Marine Lieutenant Edward Stauffer refused Harrell’s request to cut down the canvas bangs containing hundreds of life jackets. The lieutenant insisted the bags not be opened until the order to abandon ship was given.
“As I waited for word to abandon ship it seemed it would never come, and you could see the ship was sinking,” recalled Harrell in a July 2002 interview.
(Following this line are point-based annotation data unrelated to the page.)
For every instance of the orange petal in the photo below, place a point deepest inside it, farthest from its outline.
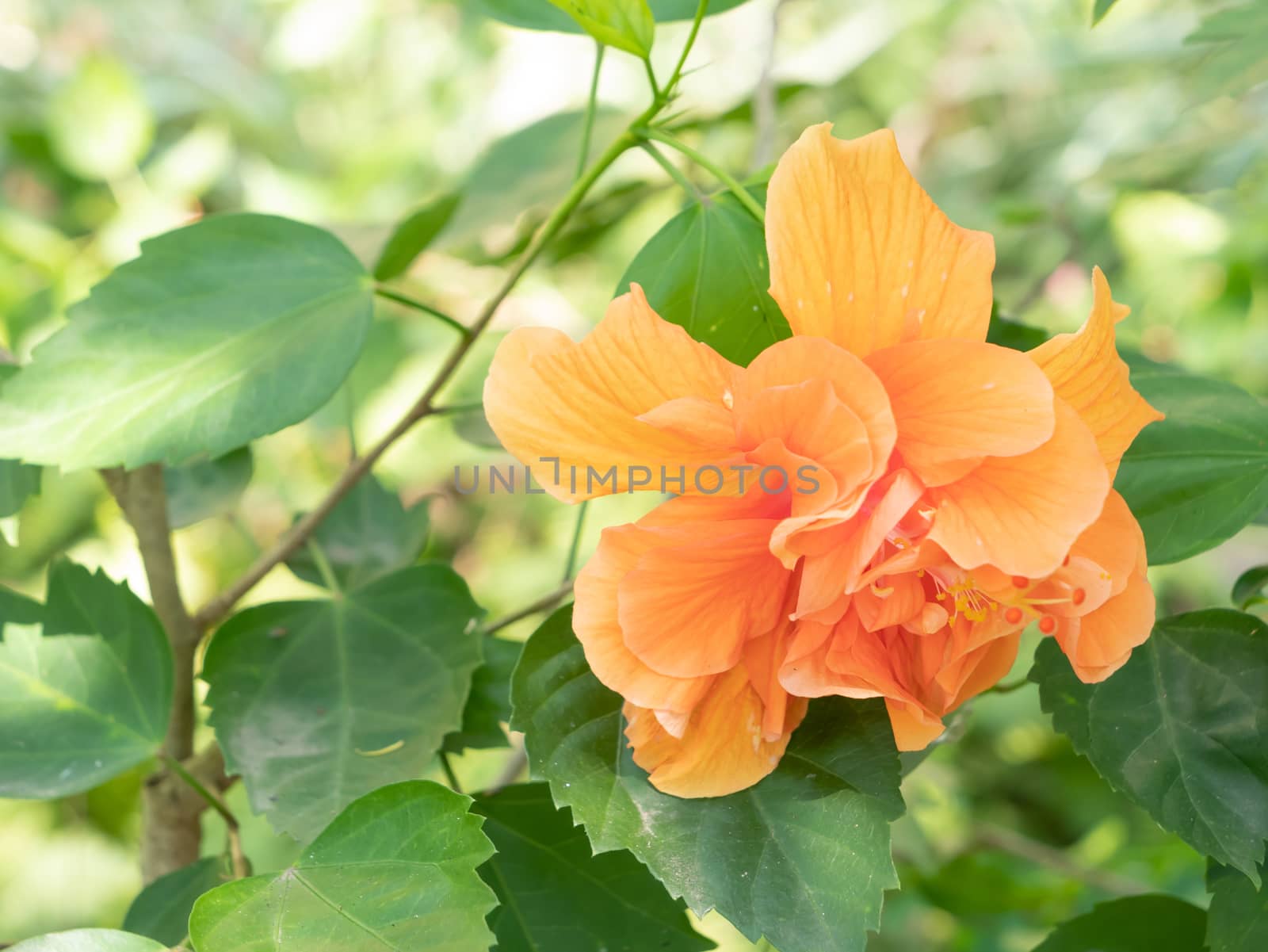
(1022, 514)
(792, 361)
(957, 401)
(862, 256)
(1101, 641)
(1088, 374)
(581, 403)
(595, 620)
(697, 592)
(722, 749)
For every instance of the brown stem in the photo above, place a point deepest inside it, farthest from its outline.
(171, 832)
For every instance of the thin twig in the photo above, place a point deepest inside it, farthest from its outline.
(1041, 855)
(399, 298)
(235, 837)
(543, 604)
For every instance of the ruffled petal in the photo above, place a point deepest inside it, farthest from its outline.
(549, 398)
(1088, 374)
(963, 401)
(862, 256)
(1022, 514)
(722, 748)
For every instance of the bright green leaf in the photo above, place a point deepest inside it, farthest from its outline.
(1238, 917)
(368, 535)
(319, 702)
(162, 912)
(207, 488)
(556, 894)
(708, 272)
(528, 171)
(1200, 476)
(536, 14)
(1249, 587)
(490, 702)
(1179, 729)
(396, 871)
(17, 482)
(1134, 924)
(220, 332)
(411, 236)
(89, 941)
(802, 857)
(1100, 8)
(88, 698)
(99, 123)
(625, 25)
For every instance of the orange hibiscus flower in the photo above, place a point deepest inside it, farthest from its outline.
(875, 507)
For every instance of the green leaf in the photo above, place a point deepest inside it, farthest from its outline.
(529, 170)
(319, 702)
(86, 698)
(18, 610)
(556, 894)
(1249, 587)
(1134, 924)
(395, 871)
(802, 857)
(1100, 8)
(89, 941)
(490, 702)
(708, 272)
(625, 25)
(208, 488)
(99, 124)
(365, 537)
(220, 332)
(17, 482)
(1200, 476)
(162, 912)
(412, 235)
(534, 14)
(1179, 729)
(1238, 916)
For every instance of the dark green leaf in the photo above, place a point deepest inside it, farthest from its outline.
(802, 857)
(529, 170)
(1179, 729)
(1238, 917)
(1248, 590)
(86, 698)
(319, 702)
(18, 610)
(1200, 476)
(89, 941)
(490, 702)
(1134, 924)
(220, 332)
(162, 912)
(368, 535)
(708, 272)
(200, 491)
(537, 14)
(396, 871)
(1100, 8)
(556, 894)
(411, 237)
(17, 482)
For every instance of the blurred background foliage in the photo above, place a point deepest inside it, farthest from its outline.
(1139, 146)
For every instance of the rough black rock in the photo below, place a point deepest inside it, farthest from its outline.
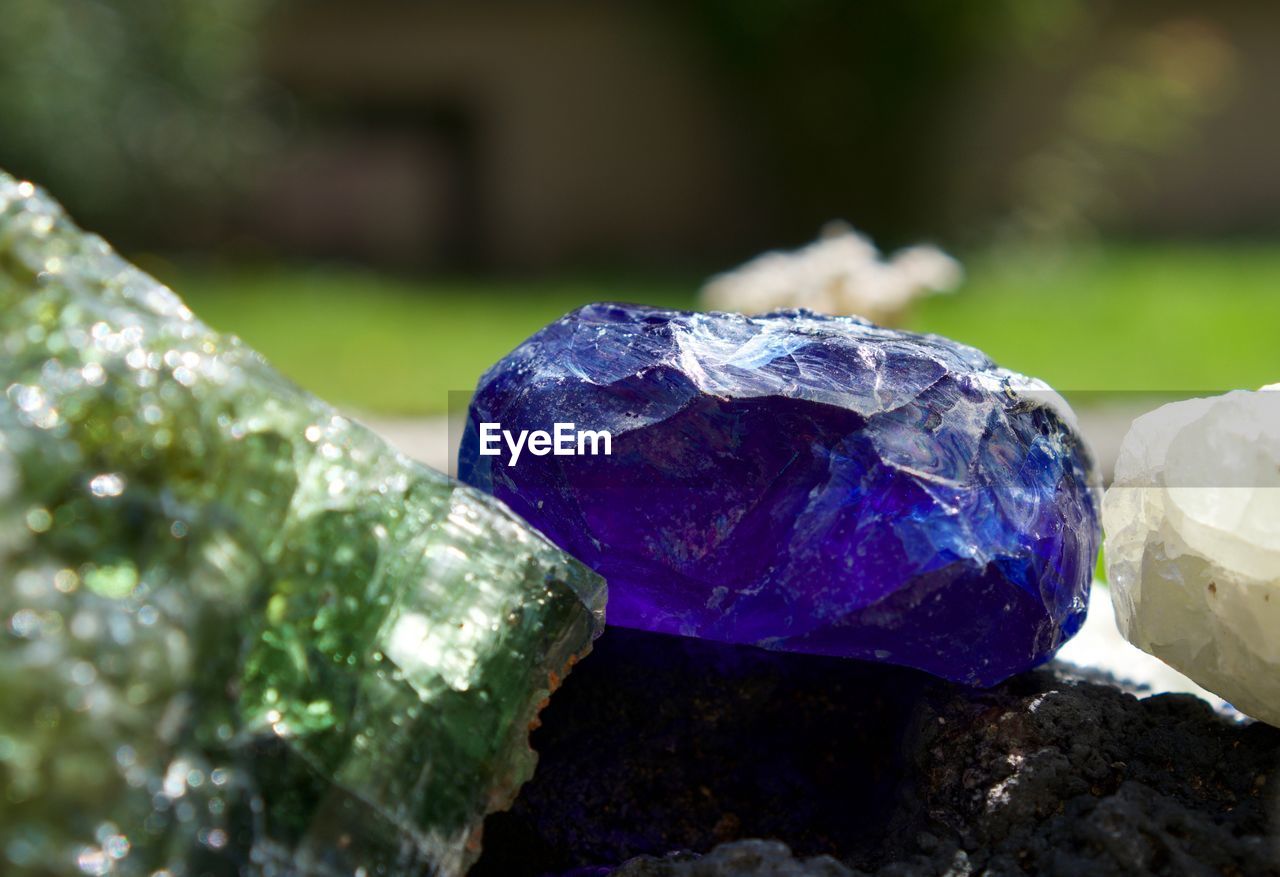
(667, 748)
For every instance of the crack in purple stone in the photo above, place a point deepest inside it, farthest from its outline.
(805, 483)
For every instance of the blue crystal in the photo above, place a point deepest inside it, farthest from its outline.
(805, 483)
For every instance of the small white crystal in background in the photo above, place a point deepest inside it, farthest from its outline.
(1193, 543)
(840, 273)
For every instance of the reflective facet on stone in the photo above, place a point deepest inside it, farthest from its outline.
(804, 483)
(1193, 543)
(241, 634)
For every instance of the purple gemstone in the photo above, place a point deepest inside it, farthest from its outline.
(801, 482)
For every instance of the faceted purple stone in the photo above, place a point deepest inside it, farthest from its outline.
(803, 482)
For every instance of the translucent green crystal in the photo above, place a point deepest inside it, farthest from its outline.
(241, 634)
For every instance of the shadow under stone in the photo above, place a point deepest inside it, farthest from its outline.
(663, 743)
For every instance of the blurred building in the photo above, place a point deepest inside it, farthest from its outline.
(508, 133)
(562, 132)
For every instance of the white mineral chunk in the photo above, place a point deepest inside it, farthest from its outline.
(1193, 543)
(840, 273)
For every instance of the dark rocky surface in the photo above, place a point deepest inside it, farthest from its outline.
(667, 748)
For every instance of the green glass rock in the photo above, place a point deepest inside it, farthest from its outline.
(241, 634)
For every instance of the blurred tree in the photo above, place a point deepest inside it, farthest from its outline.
(849, 97)
(124, 105)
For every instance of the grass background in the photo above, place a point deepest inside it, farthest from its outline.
(1121, 318)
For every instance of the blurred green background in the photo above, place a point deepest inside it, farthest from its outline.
(385, 196)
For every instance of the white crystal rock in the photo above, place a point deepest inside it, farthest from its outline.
(1193, 543)
(840, 273)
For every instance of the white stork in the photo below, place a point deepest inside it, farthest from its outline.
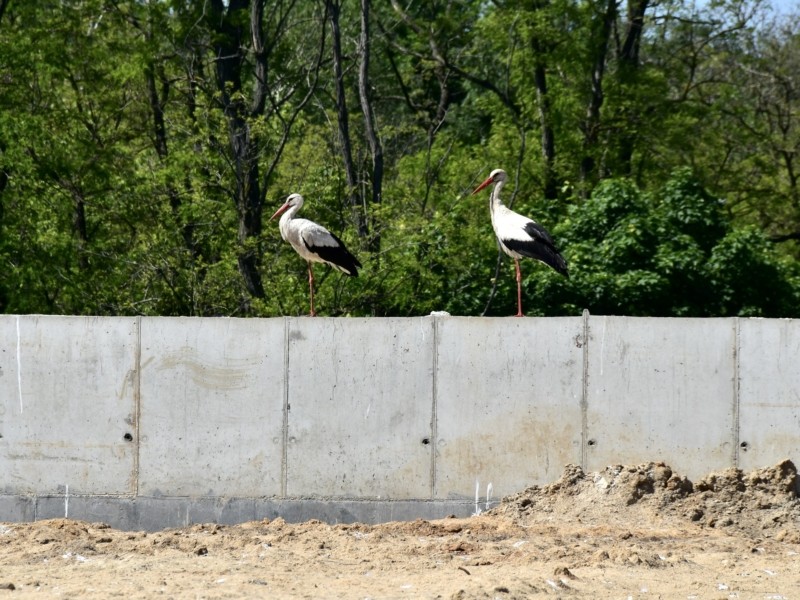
(313, 242)
(520, 236)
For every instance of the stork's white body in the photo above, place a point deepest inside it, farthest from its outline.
(313, 242)
(519, 236)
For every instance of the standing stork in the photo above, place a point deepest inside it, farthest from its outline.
(313, 242)
(520, 236)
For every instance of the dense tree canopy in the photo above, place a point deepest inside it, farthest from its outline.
(144, 144)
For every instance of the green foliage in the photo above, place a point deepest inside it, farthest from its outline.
(120, 190)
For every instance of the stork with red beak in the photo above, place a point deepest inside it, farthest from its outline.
(313, 242)
(520, 236)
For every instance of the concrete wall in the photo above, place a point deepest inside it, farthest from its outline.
(146, 423)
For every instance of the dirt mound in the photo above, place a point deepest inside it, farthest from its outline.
(763, 503)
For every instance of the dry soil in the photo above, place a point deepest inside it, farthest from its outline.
(625, 532)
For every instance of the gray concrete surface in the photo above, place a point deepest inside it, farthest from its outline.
(147, 423)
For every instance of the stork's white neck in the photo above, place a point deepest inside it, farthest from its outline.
(494, 197)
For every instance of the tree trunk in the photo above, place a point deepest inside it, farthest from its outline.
(629, 67)
(591, 127)
(353, 196)
(375, 147)
(229, 48)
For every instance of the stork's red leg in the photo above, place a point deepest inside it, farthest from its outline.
(519, 289)
(311, 288)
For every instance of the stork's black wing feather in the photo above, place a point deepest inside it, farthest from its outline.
(336, 255)
(539, 246)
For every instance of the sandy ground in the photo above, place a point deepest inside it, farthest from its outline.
(626, 532)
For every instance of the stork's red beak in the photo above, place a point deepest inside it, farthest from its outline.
(483, 185)
(280, 210)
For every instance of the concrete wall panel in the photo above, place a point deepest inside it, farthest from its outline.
(211, 417)
(67, 404)
(508, 395)
(661, 390)
(769, 391)
(360, 400)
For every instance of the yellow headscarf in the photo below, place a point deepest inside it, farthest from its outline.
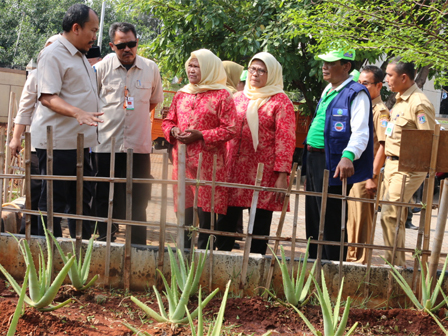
(213, 76)
(233, 71)
(259, 96)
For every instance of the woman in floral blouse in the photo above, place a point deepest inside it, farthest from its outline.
(265, 134)
(202, 116)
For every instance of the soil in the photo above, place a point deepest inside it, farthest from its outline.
(100, 312)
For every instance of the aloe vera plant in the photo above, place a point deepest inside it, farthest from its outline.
(79, 271)
(42, 291)
(296, 291)
(331, 318)
(214, 328)
(428, 299)
(181, 269)
(176, 304)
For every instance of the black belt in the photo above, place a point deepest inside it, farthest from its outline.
(312, 149)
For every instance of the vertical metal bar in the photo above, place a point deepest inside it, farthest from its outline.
(212, 221)
(397, 229)
(372, 234)
(250, 229)
(110, 212)
(181, 170)
(323, 211)
(162, 233)
(79, 190)
(127, 246)
(280, 226)
(50, 218)
(343, 223)
(294, 222)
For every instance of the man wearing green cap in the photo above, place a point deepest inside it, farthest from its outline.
(340, 139)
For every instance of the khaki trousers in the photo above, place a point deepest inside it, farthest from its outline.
(359, 223)
(389, 213)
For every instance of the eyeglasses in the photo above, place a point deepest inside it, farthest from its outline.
(258, 71)
(121, 46)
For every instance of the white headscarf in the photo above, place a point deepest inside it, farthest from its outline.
(259, 96)
(213, 75)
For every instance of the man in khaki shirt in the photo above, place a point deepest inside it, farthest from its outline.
(129, 87)
(67, 92)
(360, 215)
(412, 110)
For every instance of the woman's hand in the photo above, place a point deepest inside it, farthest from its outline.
(281, 183)
(189, 136)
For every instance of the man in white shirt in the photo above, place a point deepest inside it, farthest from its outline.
(340, 139)
(129, 87)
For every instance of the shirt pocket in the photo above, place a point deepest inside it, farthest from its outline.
(143, 91)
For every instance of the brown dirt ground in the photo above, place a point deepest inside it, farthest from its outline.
(100, 312)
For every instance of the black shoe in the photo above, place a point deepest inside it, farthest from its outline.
(410, 226)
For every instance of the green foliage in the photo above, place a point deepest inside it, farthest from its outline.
(79, 271)
(331, 318)
(296, 291)
(428, 299)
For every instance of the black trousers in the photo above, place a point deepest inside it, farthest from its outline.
(229, 223)
(332, 229)
(141, 192)
(64, 192)
(36, 189)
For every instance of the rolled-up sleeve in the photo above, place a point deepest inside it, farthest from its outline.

Captain Charles McVay was advised by executive officer Commander Joseph Flynn and Lieutenant Commander Casey Moore the USS Indianapolis was going down.
“It looked as if we were going down with the ship, then suddenly word came that the Captain had given the word, ‘Abandon Ship!’” Harrell lamented.
“I was too scared to jump,” said Harrell about hanging onto the rail, watching men jumping into the ocean on top of those who jumped before them.
“I just hung on to that rail and prayed. You see, I need hope and assurance as I looked out into what I thought could be an eternity.” Despite the fear, he felt a strong presence of the Lord.
As Harrell entered the water and swam to a group of about 80 other crew members, Captain McVay made his way to the communications deck of the ship which was titled at 60 degrees on her starboard side. Seconds later, the USS Indianapolis had listed 90 degrees and Captain McVay went to the rear of the ship and submerged into the water.
According to the captain’s records, “I...looked around and heard a swish and the ship was gone.” Approximately 900 men made it into the water, the others were taken in the initial attack or were to abandon the ship being sucked down with the vessel.